Aussicht auf die Berge im Seoraksan Nationalpark

Alles, was du zum Seoraksan Nationalpark wissen musst

Südkorea ist stolzer Besitzer von 22 Nationalparks (plus 20 Provinzparks)! Der wohl bekannteste Park ist der Seoraksan Nationalpark, der zugleich als einer der schönsten, wenn nicht sogar als DER schönste Nationalpark im ganzen Land gilt. Während meines Aufenthaltes in Südkorea besuchte ich ihn zwei Mal, wobei mein erster Besuch völlig anders verlief, als ursprünglich geplant (siehe Erfahrungsbericht). Und da ich nun weiß, wie mühselig es ist, alle relevanten Informationen zusammenzutragen, habe ich euch alles, was ihr bezüglich des Wanderns im Seoraksan National Park wissen müsst, in diesem Beitrag zusammengestellt.

Seoraksan National Park

Der Seoraksan National Park ist Teil des nördlichen Taebaek Gebirges, erstreckt sich über fast 400 km² und ist Heimat unzähliger Pflanzenarten, wie der mongolische Eiche, der Kinghan-Tanne und dem koreanischer Ahorn. Besonders im Herbst, wenn die Blätter in intensiven Farben leuchten, sind Wanderungen sehr beliebt und der Park dementsprechend voll. Er wurde 1982 aufgrund seiner seltenen Tierarten zum UNESCO Biosphärenreservat ernannt. Hier wohnen Tiere wie der Asiatische Schwarzbär, den man aber eher selten über den Weg läuft, der Moschushirsch, der Langschwarzgoral, das Flughörnchen und unzählige süße Streifenhörnchen. Die Landschaft ist geprägt von dichtem Wald, aus dem Karstgestein ragt, das dem Park sein typisches Aussehen verleiht. Südkoreas dritthöchster Berg, der Daecheongbong Peak (1708 m), befindet sich ebenfalls hier. Und zu guter Letzt beherbergt der Park neben Wasserfällen noch einige alte buddhistische Tempel, wie den Sinheungsa, den wunderschönen Oseam oder den Baekdamsa Tempel.

Wanderwege

Der Seoraksan Nationalpark wartet mit zahlreichen Wanderwegen auf: Von kurzen Tageswanderungen bis hin zu Mehrtageswanderungen – für jedes Fitnesslevel ist etwas dabei. Ich möchte anmerken, dass wenn ein Wanderweg als schwarz, d.h. als gefährlicher Expertentrail ausgewiesen ist, dies seine Gründe hat. Die angegebenen Zeiten sind auch ziemlich akkurat – überschätzt euch nicht!

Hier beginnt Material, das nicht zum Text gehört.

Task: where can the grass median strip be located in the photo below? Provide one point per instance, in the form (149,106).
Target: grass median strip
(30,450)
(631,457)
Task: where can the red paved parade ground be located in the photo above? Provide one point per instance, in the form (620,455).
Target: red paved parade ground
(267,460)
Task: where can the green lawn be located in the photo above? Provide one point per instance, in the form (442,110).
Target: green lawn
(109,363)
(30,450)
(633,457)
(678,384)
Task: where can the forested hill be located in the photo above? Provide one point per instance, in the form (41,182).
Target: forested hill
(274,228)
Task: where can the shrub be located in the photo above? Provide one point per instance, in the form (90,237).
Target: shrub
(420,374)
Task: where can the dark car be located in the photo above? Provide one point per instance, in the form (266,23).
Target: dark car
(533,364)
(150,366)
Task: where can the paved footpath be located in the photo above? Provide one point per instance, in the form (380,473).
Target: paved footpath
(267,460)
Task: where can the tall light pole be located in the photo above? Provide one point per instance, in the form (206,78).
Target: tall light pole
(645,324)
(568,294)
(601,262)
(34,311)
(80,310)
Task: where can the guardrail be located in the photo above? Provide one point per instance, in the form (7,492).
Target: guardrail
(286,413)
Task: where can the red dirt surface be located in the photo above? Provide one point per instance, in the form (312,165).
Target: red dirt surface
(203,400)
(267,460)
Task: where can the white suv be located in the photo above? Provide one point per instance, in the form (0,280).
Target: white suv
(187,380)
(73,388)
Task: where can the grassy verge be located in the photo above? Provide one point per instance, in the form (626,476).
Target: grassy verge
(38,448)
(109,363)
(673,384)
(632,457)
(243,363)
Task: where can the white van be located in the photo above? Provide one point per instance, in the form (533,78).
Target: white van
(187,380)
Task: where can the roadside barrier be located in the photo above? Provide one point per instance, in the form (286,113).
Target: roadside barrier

Seoraksan Nationalpark trail map

Übernachten im Seoraksan Nationalpark

Es besteht die Möglichkeit, im Seoraksan Nationalpark in sehr einfachen Unterkünften zu übernachten. Diese Shelter können und müssen vorab auf der Webseite der Nationalparks gebucht werden, die Bezahlung erfolgt vor Ort. Die Übernachtungsplätze werden in einem 2-Wochen-Rhythmus, jeweils zum 1. und 15. eines jeden Monats, freigegeben und sind schnell ausgebucht. Mehr Infos zur Reservierung findet ihr hier. Im Seoraksan Nationalpark gibt es fünf Unterkünfte:

Zur Zeit meiner Wanderung waren nur zwei der Shelter (Jungcheong und Yangpok) geöffnet, die anderen wurden renoviert und waren von daher nicht buchbar.

Allgemeine Informationen

Anreise

Sokcho: Die einfachste Möglichkeit den Park zu erreichen, ist eine ca. 2 bis 2,5-stündige Busfahrt von Seoul. Startpunkt ist die Express Bus Station (Gyeongbu, nicht Dongseoul Terminal!), Ziel ist Sokcho. Die Busse fahren etwa alles 30 Minuten, Zeiten und Auslastung könnt ihr hier checken. Das Buchen ist jedoch nur mit koreanischer Kreditkarte und Telefonnummer möglich. Das Ticket kann aber problemlos am selben Tag am Busbahnhof erworben werden, nur an Wochenenden oder Feiertagen lohnt es sich, das Ticket vorab zu kaufen. Im schlimmsten Fall wartet ihr ein bisschen. Gewählt werden kann zwischen Premium und Excellent Bussen, wobei der Excellent Bus schon wahnsinnig geräumig und bequem ist. Premium bietet noch mehr Platz und dazu ein Unterhaltungsprogramm. An der Express Bus Station in Sokcho steigt ihr dann in den local bus (7 oder 7-1), der euch in 30 Minuten direkt an den Eingang des Parks befördert.

Osaek: Ein weiterer beliebter Ausgangspunkt ist das Örtchen Osaek, in dem auch die Carbonated Hot Springs zu finden sind. Ohne eigenen fahrbaren Untersatz muss man erst nach Sokcho fahren und dann nochmal 30 Minuten mit einen local bus fahren.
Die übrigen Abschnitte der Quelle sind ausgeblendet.